In this video, Soheil Ashkani-Esfahani, MD, a physician investigator and fellow with the Department of Orthopaedic Surgery at Massachusetts General Hospital, discusses the latest diagnostic advances made by the hospital's Foot & Ankle Research and Innovation Laboratory (FARIL).


To give you background, as you know in the field of orthopedic surgery just as many other fields of medicine the early and accurate diagnosis of musculoskeletal or MSK conditions play a more important role compared to the treatment protocols. So faster and more precise diagnosis will lead to not only significant decrease in morbidities and mortalities in the patient but also a significant decrease in the costs and the burden on the health care system.

In the field of orthopedic surgery other than patient's data, notes, physical and lab examinations, imaging modalities play a significant role in detecting injuries and MSK conditions, sometimes not only in settings with limited resources, experience and expertise, but also in highly facilitated settings. Subtle and occult injuries, such as occult fractures, can easily be missed by the healthcare provider, the clinician or the physician who is examining the patient. We have thought about how we can enhance the accuracy of these diagnostic protocols by applying artificial intelligence, or AI, to these diagnostic methods, more specifically, applying image analysis methods and machine learning.

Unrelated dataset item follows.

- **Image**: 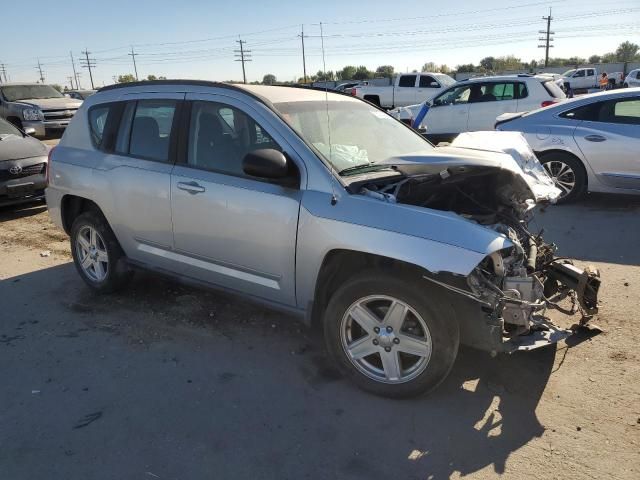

So we have started by working on X-rays both weight bearing and non-weight bearing X-rays and conventional CT scans as the two most abundant modalities in clinical settings all over the world. Surprisingly after applying machine learning algorithms and AI techniques to these imaging modalities we saw that, for example, regarding occult fractures of the foot and ankle, these factors are sometimes being missed by 50% in some clinical settings. And after we applied our AI protocols to these diagnostic modalities, we saw an increase up to 95%. As another example, we applied machine learning algorithms on CT scans, conventional CT scans, and X-rays, weight-bearing X-rays, for detection of unstable Lisfranc joint, mostly subtle cases. And we saw that our clinicians at Mass General had the accuracy of about 80% in detecting these injuries but after applying machine learning algorithms we had an accuracy of 96% in detecting subtle Lisfranc instability.

We tried to also include portable ultrasound to our imaging modalities included in our project. What is so special about portable ultrasound is that it is easily accessible and portable and it can be used at the site of injury like the battlefield or the sports field, but a gap here is not all clinicians are familiar with the use, and how to use, portable ultrasound. So our first goal is to educate them. Our ultimate goal is to create software that includes all necessary imaging modalities that can be used for diagnosis of musculoskeletal or MSK conditions. For that goal, we are also going to include patients' data including notes, physical and lab examinations, and also operative notes. We have also started a collaboration with Harris Orthopaedic Lab at Mass General, Dr. Orhun Muratoglu and his colleagues, working on weight-bearing CT scan which is a newly emerging modality, especially in the field of orthopedic surgery, working on different subtle injuries, mostly in the field of foot and ankle, and even in those projects we saw a significant increase in the accuracy of diagnosis.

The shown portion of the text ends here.